Single by Mehrzad Marashi

from the album New Life
- Released: 18 April 2010
- Length: 3:01
- Label: Sony BMG
- Songwriter: Dieter Bohlen
- Producer: Dieter Bohlen

Mehrzad Marashi singles chronology
|  | "Don't Believe" (2010) | "Sweat (A La La La La Long)" (2010) |

= Don't Believe (song) =

"Don't Believe" is a song by German singer Mehrzad Marashi, the winner of the seventh season of Deutschland sucht den Superstar, the German version of Pop Idol. Written and produced by DSDS jury member Dieter Bohlen, it reached the top of the charts in Austria, Germany, and Switzerland and was later included on his debut album New Life (2010).

== Background ==
Dieter Bohlen initially wrote "Don't Believe" for Daniel Schuhmacher, the winner of the sixth season of Deutschland sucht den Superstar. It was expected to be released as Schuhmacher's second single following their collaboration on the number-one hit "Anything but Love" and the parent album The Album (2009). However, although Schuhmacher recorded the song, his version remained unreleased after Bohlen decided to discontinue his working relationship with him, and the track ultimately ended up in the vault before Bohlen later offered it to Mehrzad Marashi. Schuhmacher later acknowledged that, although he liked the song, he had criticized its drum pattern, which contributed to a fallout with Bohlen.

== Chart performance ==
For the first time in the history of the Deutschland sucht den Superstar franchise, "Don't Believe" was made available for digital download immediately following the live broadcast. Within its first 24 hours of release, it achieved higher sales than any previous song issued from the series at that point. An immediate commercial success, the single sold more than 100,000 copies during its first five days of availability. The song subsequently reached number one on the singles charts in Germany, Austria, and Switzerland, while also topping the Luxembourg Digital Songs chart.

== Music video ==
A music video for "Don't Believe" was filmed over the course of one week in April 2010 in New York City. It premiered worldwide on BILD.de and the official RTL website. Throughout the video, Marashi performs at various locations across New York, featuring iconic landmarks such as the Statue of Liberty, the city skyline, and Rodeo Drive.
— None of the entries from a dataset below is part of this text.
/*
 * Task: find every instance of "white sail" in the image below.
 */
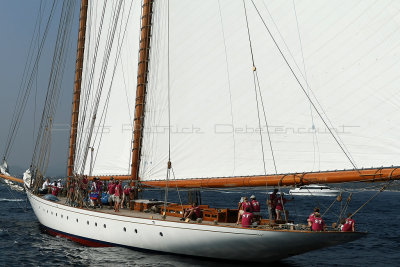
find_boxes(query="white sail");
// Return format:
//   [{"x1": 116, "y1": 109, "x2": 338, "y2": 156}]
[
  {"x1": 139, "y1": 0, "x2": 400, "y2": 181},
  {"x1": 74, "y1": 0, "x2": 142, "y2": 176}
]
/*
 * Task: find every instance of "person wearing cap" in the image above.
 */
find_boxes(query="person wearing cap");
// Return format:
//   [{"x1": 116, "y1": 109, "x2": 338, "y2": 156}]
[
  {"x1": 250, "y1": 195, "x2": 261, "y2": 222},
  {"x1": 307, "y1": 207, "x2": 320, "y2": 229},
  {"x1": 268, "y1": 189, "x2": 279, "y2": 219},
  {"x1": 341, "y1": 213, "x2": 355, "y2": 232},
  {"x1": 236, "y1": 196, "x2": 253, "y2": 224},
  {"x1": 310, "y1": 212, "x2": 326, "y2": 231}
]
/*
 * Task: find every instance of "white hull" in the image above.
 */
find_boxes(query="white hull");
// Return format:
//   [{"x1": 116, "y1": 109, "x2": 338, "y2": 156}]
[{"x1": 28, "y1": 191, "x2": 364, "y2": 262}]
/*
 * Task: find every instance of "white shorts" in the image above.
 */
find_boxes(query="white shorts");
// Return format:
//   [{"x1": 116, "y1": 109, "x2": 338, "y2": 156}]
[{"x1": 239, "y1": 210, "x2": 244, "y2": 215}]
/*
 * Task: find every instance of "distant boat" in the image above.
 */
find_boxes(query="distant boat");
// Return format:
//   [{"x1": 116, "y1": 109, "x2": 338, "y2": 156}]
[{"x1": 289, "y1": 185, "x2": 340, "y2": 197}]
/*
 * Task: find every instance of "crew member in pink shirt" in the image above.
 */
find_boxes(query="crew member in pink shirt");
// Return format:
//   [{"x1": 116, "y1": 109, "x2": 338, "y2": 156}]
[
  {"x1": 114, "y1": 180, "x2": 122, "y2": 212},
  {"x1": 275, "y1": 193, "x2": 293, "y2": 221},
  {"x1": 121, "y1": 185, "x2": 131, "y2": 209},
  {"x1": 311, "y1": 213, "x2": 326, "y2": 231},
  {"x1": 241, "y1": 207, "x2": 254, "y2": 228},
  {"x1": 181, "y1": 202, "x2": 202, "y2": 221},
  {"x1": 236, "y1": 197, "x2": 253, "y2": 224},
  {"x1": 307, "y1": 207, "x2": 320, "y2": 229},
  {"x1": 341, "y1": 213, "x2": 355, "y2": 232}
]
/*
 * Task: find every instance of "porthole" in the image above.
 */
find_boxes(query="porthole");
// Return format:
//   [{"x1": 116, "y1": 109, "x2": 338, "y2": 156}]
[
  {"x1": 51, "y1": 212, "x2": 53, "y2": 215},
  {"x1": 159, "y1": 232, "x2": 163, "y2": 237},
  {"x1": 76, "y1": 218, "x2": 79, "y2": 223},
  {"x1": 87, "y1": 221, "x2": 89, "y2": 225},
  {"x1": 61, "y1": 215, "x2": 63, "y2": 218},
  {"x1": 123, "y1": 227, "x2": 126, "y2": 232},
  {"x1": 134, "y1": 229, "x2": 138, "y2": 233},
  {"x1": 67, "y1": 216, "x2": 69, "y2": 220},
  {"x1": 56, "y1": 213, "x2": 57, "y2": 217},
  {"x1": 47, "y1": 210, "x2": 48, "y2": 213},
  {"x1": 104, "y1": 224, "x2": 106, "y2": 228},
  {"x1": 95, "y1": 222, "x2": 97, "y2": 227}
]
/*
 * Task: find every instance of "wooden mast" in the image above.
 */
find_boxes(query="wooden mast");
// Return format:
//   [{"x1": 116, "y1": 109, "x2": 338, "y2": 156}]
[
  {"x1": 67, "y1": 0, "x2": 88, "y2": 182},
  {"x1": 130, "y1": 0, "x2": 154, "y2": 197}
]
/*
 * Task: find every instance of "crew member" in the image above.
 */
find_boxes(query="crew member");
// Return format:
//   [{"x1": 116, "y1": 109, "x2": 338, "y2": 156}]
[
  {"x1": 275, "y1": 193, "x2": 293, "y2": 221},
  {"x1": 250, "y1": 195, "x2": 261, "y2": 221},
  {"x1": 107, "y1": 177, "x2": 116, "y2": 209},
  {"x1": 181, "y1": 202, "x2": 202, "y2": 221},
  {"x1": 311, "y1": 212, "x2": 326, "y2": 231},
  {"x1": 268, "y1": 189, "x2": 279, "y2": 219},
  {"x1": 114, "y1": 180, "x2": 122, "y2": 212},
  {"x1": 236, "y1": 197, "x2": 253, "y2": 224},
  {"x1": 341, "y1": 213, "x2": 355, "y2": 232},
  {"x1": 241, "y1": 207, "x2": 254, "y2": 228},
  {"x1": 307, "y1": 207, "x2": 320, "y2": 229}
]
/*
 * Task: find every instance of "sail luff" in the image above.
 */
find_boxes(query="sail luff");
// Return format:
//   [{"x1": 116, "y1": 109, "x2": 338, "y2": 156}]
[
  {"x1": 130, "y1": 0, "x2": 154, "y2": 193},
  {"x1": 67, "y1": 0, "x2": 88, "y2": 181}
]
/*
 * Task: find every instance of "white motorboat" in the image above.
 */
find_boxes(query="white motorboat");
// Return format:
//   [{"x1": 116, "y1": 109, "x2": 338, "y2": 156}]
[{"x1": 289, "y1": 185, "x2": 340, "y2": 197}]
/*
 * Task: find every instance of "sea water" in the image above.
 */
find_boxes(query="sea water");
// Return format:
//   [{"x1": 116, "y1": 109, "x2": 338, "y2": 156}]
[{"x1": 0, "y1": 182, "x2": 399, "y2": 266}]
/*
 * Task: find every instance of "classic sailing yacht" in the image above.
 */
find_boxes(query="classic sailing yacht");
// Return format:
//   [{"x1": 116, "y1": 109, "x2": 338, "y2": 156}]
[{"x1": 2, "y1": 0, "x2": 400, "y2": 263}]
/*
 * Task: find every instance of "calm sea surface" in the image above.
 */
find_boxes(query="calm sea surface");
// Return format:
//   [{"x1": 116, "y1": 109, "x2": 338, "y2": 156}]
[{"x1": 1, "y1": 182, "x2": 399, "y2": 266}]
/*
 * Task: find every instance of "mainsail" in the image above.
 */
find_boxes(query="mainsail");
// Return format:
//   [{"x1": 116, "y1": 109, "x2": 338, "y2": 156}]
[{"x1": 137, "y1": 0, "x2": 400, "y2": 183}]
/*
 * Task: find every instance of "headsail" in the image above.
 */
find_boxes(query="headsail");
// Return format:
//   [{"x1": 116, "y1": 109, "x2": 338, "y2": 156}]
[{"x1": 73, "y1": 1, "x2": 142, "y2": 176}]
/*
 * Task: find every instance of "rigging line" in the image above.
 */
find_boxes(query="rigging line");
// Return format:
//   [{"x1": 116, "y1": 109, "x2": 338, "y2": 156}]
[
  {"x1": 242, "y1": 0, "x2": 267, "y2": 176},
  {"x1": 218, "y1": 0, "x2": 236, "y2": 176},
  {"x1": 74, "y1": 1, "x2": 109, "y2": 171},
  {"x1": 351, "y1": 181, "x2": 392, "y2": 217},
  {"x1": 91, "y1": 0, "x2": 135, "y2": 171},
  {"x1": 254, "y1": 71, "x2": 278, "y2": 175},
  {"x1": 292, "y1": 0, "x2": 318, "y2": 171},
  {"x1": 79, "y1": 0, "x2": 124, "y2": 174},
  {"x1": 163, "y1": 0, "x2": 171, "y2": 215},
  {"x1": 32, "y1": 0, "x2": 76, "y2": 176},
  {"x1": 74, "y1": 0, "x2": 117, "y2": 172},
  {"x1": 33, "y1": 1, "x2": 43, "y2": 153},
  {"x1": 260, "y1": 1, "x2": 352, "y2": 168},
  {"x1": 4, "y1": 1, "x2": 58, "y2": 160},
  {"x1": 251, "y1": 0, "x2": 359, "y2": 172}
]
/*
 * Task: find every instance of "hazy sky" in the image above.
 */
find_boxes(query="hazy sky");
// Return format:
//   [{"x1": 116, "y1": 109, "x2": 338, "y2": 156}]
[{"x1": 0, "y1": 1, "x2": 80, "y2": 176}]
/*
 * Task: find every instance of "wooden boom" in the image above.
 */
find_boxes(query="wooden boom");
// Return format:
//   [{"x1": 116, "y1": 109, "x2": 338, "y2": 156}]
[
  {"x1": 93, "y1": 167, "x2": 400, "y2": 188},
  {"x1": 0, "y1": 174, "x2": 24, "y2": 184}
]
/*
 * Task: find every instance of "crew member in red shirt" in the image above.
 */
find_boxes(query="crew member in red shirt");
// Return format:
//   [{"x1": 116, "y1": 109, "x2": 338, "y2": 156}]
[
  {"x1": 52, "y1": 181, "x2": 59, "y2": 196},
  {"x1": 341, "y1": 213, "x2": 355, "y2": 232},
  {"x1": 236, "y1": 197, "x2": 253, "y2": 224},
  {"x1": 311, "y1": 213, "x2": 326, "y2": 231},
  {"x1": 250, "y1": 195, "x2": 261, "y2": 222},
  {"x1": 107, "y1": 177, "x2": 116, "y2": 208},
  {"x1": 121, "y1": 185, "x2": 131, "y2": 209},
  {"x1": 181, "y1": 202, "x2": 202, "y2": 221},
  {"x1": 275, "y1": 193, "x2": 293, "y2": 221},
  {"x1": 114, "y1": 180, "x2": 122, "y2": 212},
  {"x1": 269, "y1": 189, "x2": 279, "y2": 219},
  {"x1": 307, "y1": 207, "x2": 320, "y2": 229},
  {"x1": 241, "y1": 207, "x2": 254, "y2": 228}
]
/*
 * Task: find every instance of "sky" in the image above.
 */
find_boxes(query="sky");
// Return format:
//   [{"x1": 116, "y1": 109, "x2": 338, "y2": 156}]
[{"x1": 0, "y1": 1, "x2": 80, "y2": 176}]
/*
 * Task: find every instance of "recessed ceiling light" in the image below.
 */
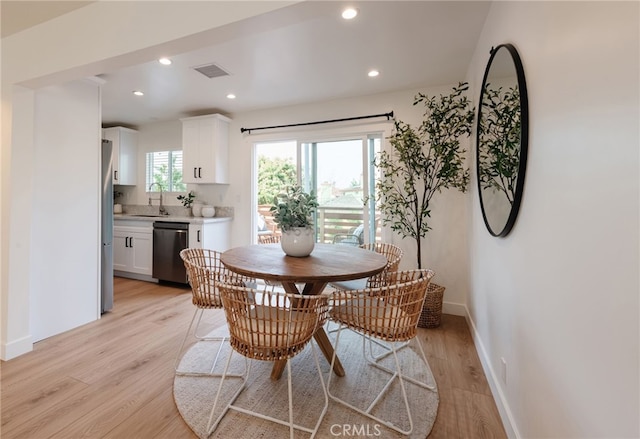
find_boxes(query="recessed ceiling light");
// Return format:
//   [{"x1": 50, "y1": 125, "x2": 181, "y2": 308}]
[
  {"x1": 342, "y1": 8, "x2": 358, "y2": 20},
  {"x1": 158, "y1": 57, "x2": 172, "y2": 65},
  {"x1": 133, "y1": 90, "x2": 144, "y2": 96},
  {"x1": 368, "y1": 70, "x2": 380, "y2": 77},
  {"x1": 226, "y1": 93, "x2": 236, "y2": 99}
]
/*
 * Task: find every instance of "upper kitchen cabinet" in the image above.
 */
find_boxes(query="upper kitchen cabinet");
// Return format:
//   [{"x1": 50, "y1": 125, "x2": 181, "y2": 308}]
[
  {"x1": 102, "y1": 127, "x2": 138, "y2": 185},
  {"x1": 181, "y1": 114, "x2": 231, "y2": 184}
]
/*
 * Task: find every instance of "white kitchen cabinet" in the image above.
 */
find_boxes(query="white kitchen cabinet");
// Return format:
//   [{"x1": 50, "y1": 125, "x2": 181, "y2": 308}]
[
  {"x1": 113, "y1": 225, "x2": 153, "y2": 275},
  {"x1": 102, "y1": 126, "x2": 138, "y2": 185},
  {"x1": 188, "y1": 221, "x2": 231, "y2": 253},
  {"x1": 181, "y1": 114, "x2": 231, "y2": 184}
]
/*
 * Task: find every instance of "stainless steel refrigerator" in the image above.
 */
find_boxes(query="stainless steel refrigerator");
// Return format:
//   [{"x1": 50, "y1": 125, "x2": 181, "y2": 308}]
[{"x1": 101, "y1": 139, "x2": 114, "y2": 313}]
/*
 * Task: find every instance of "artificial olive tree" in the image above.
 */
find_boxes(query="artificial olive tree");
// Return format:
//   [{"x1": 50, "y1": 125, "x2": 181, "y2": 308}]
[
  {"x1": 477, "y1": 85, "x2": 521, "y2": 205},
  {"x1": 375, "y1": 82, "x2": 474, "y2": 269}
]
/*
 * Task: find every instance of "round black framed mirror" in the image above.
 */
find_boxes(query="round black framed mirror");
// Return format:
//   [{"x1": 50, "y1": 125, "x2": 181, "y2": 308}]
[{"x1": 476, "y1": 43, "x2": 528, "y2": 237}]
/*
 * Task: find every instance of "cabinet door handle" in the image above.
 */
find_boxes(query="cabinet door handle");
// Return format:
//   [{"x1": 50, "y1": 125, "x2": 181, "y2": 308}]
[
  {"x1": 197, "y1": 230, "x2": 201, "y2": 242},
  {"x1": 193, "y1": 167, "x2": 197, "y2": 179},
  {"x1": 198, "y1": 167, "x2": 202, "y2": 178},
  {"x1": 114, "y1": 170, "x2": 118, "y2": 181},
  {"x1": 129, "y1": 237, "x2": 133, "y2": 247},
  {"x1": 125, "y1": 237, "x2": 129, "y2": 248}
]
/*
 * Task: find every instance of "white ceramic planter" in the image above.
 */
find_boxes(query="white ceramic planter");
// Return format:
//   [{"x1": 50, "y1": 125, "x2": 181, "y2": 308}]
[{"x1": 281, "y1": 227, "x2": 315, "y2": 257}]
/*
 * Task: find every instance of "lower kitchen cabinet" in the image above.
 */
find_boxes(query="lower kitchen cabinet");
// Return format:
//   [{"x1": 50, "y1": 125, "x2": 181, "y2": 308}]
[
  {"x1": 113, "y1": 226, "x2": 153, "y2": 275},
  {"x1": 188, "y1": 221, "x2": 230, "y2": 253}
]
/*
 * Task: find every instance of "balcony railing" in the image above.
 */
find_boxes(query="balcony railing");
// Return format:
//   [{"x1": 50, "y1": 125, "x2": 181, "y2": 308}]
[{"x1": 258, "y1": 205, "x2": 380, "y2": 243}]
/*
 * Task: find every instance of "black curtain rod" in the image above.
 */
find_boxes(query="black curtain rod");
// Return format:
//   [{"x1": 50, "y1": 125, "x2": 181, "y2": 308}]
[{"x1": 240, "y1": 111, "x2": 394, "y2": 134}]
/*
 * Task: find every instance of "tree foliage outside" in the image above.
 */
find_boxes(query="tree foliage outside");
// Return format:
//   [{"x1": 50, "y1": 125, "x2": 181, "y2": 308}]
[
  {"x1": 258, "y1": 156, "x2": 296, "y2": 205},
  {"x1": 478, "y1": 84, "x2": 521, "y2": 204},
  {"x1": 151, "y1": 152, "x2": 185, "y2": 192},
  {"x1": 375, "y1": 82, "x2": 474, "y2": 269}
]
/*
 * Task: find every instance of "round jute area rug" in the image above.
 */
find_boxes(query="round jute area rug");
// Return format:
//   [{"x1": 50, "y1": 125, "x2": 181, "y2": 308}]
[{"x1": 174, "y1": 325, "x2": 439, "y2": 438}]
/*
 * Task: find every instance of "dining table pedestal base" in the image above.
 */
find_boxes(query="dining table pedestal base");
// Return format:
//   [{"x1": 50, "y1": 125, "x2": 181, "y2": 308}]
[{"x1": 270, "y1": 327, "x2": 346, "y2": 380}]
Filming was delayed due to the eruptions of Eyjafjallajökull and the resulting disruptions to air travel.

== Track listings ==
- 2-Track Single
1. "Don't Believe" (Single Version) – 3:01
2. "Don't Believe" (Karaoke Version) – 3:01

== Charts ==

===Weekly charts===

Weekly chart performance for "Don't Believe"
| Chart (2010) | Peak position |
|---|---|
| Austria (Ö3 Austria Top 40) | 1 |
| Eurochart Hot 100 Singles (Billboard) | 6 |
| Germany (GfK) | 1 |
| Luxembourg Digital Songs (Billboard) | 1 |
| Switzerland (Schweizer Hitparade) | 1 |

===Year-end charts===

Weekly chart performance for "Don't Believe"
| Chart (2010) | Position |
|---|---|
| Austria (Ö3 Austria Top 40) | 25 |
| European Hot 100 Singles (Billboard) | 99 |
| Germany (GfK) | 13 |
| Switzerland (Schweizer Hitparade) | 66 |

==Certifications==

Certifications for "Don't Believe"
| Region | Certification | Certified units/sales |
| Germany (BVMI) | Gold | 150,000^{^} |
^{*} Sales figures based on certification alone. ^{^} Shipments figures based on certification alone.